[month] [year]

Vineeth Ravindra Chelur – Dual Degree CNS

Vineeth Ravindra Chelur received his MS Dual Degree in Computational Natural Sciences (CNS). His research work was supervised by Prof. Deva Priyakumar. Here’s a summary of  his research work on Sequence-Based Predictions of Binding Residues and Secondary Structures of Proteins using Deep Learning:

With the number of protein sequences increasing rapidly, it becomes imperative to have a basic idea of the function and structure of a protein before the three-dimensional structure becomes available. Protein-drug interactions play essential roles in many biological processes and therapeutics. Prediction of the active binding site of a protein helps discover and optimise these interactions leading to the design of better ligand molecules. The secondary structure provides clues to the shape that the protein can be expected to take. It tells us whether an amino acid belongs to a coil turn, alpha-helix or beta-sheet structure. Deep Learning is a class of machine learning algorithms that progressively uses multiple layers to extract higher-level features from raw input. Deep learning methods eliminate feature engineering for supervised learning tasks by translating the raw inputs into intermediate representations that capture the more abstract and composite information, removing redundancies in the original input. The rapid adoption and success of deep learning algorithms in various sections of structural biology beckon deep learning algorithms for accurate binding site detection and secondary structure prediction. 

Protein-drug interactions play essential roles in many biological processes and therapeutics.
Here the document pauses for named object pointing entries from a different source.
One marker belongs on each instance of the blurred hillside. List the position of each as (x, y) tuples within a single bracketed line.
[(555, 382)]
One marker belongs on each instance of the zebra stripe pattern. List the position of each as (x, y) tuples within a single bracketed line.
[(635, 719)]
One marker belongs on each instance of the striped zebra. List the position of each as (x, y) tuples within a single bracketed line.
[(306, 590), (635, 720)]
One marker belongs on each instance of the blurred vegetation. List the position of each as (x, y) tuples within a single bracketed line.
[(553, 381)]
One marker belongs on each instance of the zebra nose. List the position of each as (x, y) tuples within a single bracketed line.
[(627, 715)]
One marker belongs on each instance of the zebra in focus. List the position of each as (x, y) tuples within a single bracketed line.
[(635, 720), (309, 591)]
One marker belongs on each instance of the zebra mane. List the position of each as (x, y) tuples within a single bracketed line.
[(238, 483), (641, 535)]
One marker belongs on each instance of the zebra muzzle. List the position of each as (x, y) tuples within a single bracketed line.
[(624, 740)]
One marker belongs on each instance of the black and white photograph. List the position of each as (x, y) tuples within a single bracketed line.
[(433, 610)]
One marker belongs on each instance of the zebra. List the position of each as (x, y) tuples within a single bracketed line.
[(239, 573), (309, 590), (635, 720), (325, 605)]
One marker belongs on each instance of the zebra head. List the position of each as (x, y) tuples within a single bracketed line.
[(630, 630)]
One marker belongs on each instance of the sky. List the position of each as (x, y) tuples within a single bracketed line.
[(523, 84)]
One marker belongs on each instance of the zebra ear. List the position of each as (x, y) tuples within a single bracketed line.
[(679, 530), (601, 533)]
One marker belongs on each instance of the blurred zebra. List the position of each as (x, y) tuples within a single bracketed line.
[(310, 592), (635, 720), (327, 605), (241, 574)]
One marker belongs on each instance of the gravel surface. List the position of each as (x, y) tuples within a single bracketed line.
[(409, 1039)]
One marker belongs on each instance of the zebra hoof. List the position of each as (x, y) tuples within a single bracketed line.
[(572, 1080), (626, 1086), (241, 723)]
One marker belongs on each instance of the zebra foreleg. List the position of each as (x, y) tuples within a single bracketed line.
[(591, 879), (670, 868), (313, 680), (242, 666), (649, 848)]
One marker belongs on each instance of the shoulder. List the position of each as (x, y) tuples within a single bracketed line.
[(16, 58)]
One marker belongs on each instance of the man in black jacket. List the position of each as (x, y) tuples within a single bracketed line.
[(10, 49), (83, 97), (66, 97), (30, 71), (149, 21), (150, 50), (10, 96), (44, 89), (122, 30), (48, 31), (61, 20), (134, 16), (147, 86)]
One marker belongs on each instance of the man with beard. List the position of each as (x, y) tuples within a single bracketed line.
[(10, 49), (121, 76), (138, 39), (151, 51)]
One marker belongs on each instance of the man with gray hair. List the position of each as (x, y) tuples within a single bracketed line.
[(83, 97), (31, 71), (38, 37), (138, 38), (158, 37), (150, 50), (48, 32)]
Prediction of the active binding site of a protein helps discover and optimise these interactions leading to the design of better ligand molecules. The tertiary structure of a protein determines the binding sites available to the drug molecule. To quickly and accurately predict the binding site from sequence alone without utilising the three-dimensional structure is challenging. In the first study, a Residual Neural Network (leveraging skip connections) is implemented to predict a protein’s most active binding site. An Annotated Database of Druggable Binding Sites from the Protein DataBank, sc-PDB, is used for training the network. Features extracted from the Multiple Sequence Alignments (MSAs) of the protein generated using DeepMSA, such as Position-Specific Scoring Matrix (PSSM), Secondary Structure (SS3), and Relative Solvent Accessibility (RSA), are provided as input to the network. A weighted binary cross-entropy loss function is used to counter the substantial imbalance in the two classes of binding and non-binding residues. The network performs very well on single-chain proteins, providing a pocket that has good interactions with a ligand.